A professora do 3.º ciclo e secundário, Liliana Silva, lembra que “nenhum professor está colocado numa escola que não quer”. A colocação é feita mediante as opções de cada um, mas, para mais tarde estar perto de casa, é preciso começar assim. Não nega que há dias em que está mais triste, mas faz questão de frisar que estão “todos no mesmo barco”.
A colocação é sempre incerta e andar com a casa às costas é a relidade desta professora, que, pela primeira vez, optou por não partilhar casa. Com este regime, não sabendo nunca o que vai acontecer no ano seguinte, confessa que já teve o sonho de ter filhos, “mas torna-se muito complicado. É muito cansativo e não é vida para ninguém, nem para os filhos que não veem os pais durante a semana, nem para os pais que perdem momentos cruciais no crescimento dos filhos”.

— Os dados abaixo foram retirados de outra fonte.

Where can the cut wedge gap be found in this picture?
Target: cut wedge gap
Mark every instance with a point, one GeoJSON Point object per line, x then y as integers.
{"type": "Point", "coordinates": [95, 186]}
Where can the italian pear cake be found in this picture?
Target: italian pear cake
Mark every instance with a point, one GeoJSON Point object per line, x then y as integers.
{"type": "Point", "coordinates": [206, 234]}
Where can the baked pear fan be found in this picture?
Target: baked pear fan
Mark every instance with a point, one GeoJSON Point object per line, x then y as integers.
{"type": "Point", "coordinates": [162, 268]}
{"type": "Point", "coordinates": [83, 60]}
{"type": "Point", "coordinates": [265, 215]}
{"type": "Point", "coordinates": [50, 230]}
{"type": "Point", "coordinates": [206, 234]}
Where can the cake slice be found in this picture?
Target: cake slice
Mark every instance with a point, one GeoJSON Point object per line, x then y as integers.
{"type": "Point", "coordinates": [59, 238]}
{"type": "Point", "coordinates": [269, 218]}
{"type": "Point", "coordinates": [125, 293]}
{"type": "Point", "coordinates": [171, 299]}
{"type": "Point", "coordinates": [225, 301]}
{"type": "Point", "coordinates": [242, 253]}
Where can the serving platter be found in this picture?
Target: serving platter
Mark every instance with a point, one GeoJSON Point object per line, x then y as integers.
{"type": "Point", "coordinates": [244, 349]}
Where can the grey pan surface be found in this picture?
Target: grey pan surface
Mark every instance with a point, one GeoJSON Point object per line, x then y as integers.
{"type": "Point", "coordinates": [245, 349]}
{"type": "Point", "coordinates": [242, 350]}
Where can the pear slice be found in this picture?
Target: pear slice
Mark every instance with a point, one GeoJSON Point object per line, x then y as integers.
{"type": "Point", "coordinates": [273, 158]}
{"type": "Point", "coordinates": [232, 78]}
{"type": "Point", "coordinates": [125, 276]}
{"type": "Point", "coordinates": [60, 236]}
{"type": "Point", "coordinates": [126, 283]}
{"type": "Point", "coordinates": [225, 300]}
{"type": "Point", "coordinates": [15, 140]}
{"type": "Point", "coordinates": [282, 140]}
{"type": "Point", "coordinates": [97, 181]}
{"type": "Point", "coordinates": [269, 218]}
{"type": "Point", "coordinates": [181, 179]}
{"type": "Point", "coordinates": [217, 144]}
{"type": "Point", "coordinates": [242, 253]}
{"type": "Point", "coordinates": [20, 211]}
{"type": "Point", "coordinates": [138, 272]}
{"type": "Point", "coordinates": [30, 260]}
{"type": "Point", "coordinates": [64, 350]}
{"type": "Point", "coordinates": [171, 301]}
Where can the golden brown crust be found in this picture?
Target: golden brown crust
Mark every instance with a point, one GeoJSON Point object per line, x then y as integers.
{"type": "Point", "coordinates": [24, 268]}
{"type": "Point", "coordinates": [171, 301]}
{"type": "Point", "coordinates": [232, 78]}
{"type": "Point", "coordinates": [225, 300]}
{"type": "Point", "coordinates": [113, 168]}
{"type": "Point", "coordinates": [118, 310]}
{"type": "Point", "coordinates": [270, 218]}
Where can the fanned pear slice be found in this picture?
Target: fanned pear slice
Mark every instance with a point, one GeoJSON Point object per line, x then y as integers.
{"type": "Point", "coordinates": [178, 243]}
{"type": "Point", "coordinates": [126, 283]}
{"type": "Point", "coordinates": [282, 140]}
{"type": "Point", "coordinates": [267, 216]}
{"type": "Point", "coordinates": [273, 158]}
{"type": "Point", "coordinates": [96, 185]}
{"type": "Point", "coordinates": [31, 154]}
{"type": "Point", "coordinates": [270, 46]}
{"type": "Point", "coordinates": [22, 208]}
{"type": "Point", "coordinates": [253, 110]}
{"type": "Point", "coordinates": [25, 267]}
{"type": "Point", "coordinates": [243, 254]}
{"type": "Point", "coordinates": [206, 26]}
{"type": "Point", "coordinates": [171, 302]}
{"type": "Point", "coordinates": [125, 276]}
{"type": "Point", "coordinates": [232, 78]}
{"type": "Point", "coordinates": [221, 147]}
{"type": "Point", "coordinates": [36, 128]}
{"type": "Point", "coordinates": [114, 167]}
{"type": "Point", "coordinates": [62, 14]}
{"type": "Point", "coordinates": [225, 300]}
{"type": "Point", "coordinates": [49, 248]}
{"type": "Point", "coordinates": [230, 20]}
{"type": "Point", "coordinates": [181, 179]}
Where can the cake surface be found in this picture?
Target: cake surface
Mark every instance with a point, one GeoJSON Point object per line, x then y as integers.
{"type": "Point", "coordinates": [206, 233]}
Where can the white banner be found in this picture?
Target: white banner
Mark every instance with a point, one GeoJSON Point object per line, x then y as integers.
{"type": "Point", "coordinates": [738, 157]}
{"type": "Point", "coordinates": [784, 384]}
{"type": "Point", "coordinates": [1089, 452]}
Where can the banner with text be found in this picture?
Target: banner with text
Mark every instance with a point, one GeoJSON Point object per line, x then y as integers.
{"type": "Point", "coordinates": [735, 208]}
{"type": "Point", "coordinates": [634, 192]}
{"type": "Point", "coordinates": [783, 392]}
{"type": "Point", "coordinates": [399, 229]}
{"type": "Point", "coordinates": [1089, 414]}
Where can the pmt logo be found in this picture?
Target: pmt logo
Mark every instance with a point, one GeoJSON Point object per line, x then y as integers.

Apesar de ter passado por muito, Maria José acredita que os atuais professores e aspirantes a professores “vão passar por pior”.
Sorri enquanto diz que “é preciso gostar muito daquilo que se faz. O gosto pelos meninos e por ensinar tem que ser superior a tudo o que está pelo caminho. Ensinar não é fazer papéis. Os papéis têm que ser para outras pessoas, mais administrativo. O curso não tem nada a ver com a prática e tudo se torna diferente quando temos à nossa frente um bando de sorrisos”.
Muitas vezes a família está num outro ponto do país e o processo de adaptação a esta vida é difícil. “Vou a Bragança uma vez por período, nas férias ou pausas letivas”, conta Júlio Borges. Confessa que já foi quinzenalmente, mas que, a partir do momento que se tem filhos, a gestão complica e “quanto mais velhos pior, acabam por criar os laços e é mais complicado”.
Já não se considera de Bragança, mas também não se considera de Guimarães. “Não é fácil tirar um curso e estudar para depois fazer, em grande parte, trabalho de secretaria e longe daquilo que se concebeu e esperou para construir a sua vida”.
A vocação é, para Emília Pinto, o motivo que leva os mais jovens a ir para o ensino. “Não pode constituir família nem sequer fazer grandes planos. As próximas gerações de professores vão ser pessoas que realmente querem dar aulas”.
A professora de português, latim e grego, Liliana Silva, aconselha a que “quem tiver de se deslocar que venha de espírito aberto”. Fala das experiências que ganhou e garante que “todas elas vão fazer crescer, quer a nível profissional, quer pessoal”. O bom ambiente é o que a faz sentir bem no meio em que trabalha. “Há escolas e diretores que, efetivamente, são pessoas muito humanas e conseguem ser o mais solidárias possíveis. Se a escola for um bom suporte e facilitar a vida ao professor, emocionalmente o professor está melhor preparado para a distância”.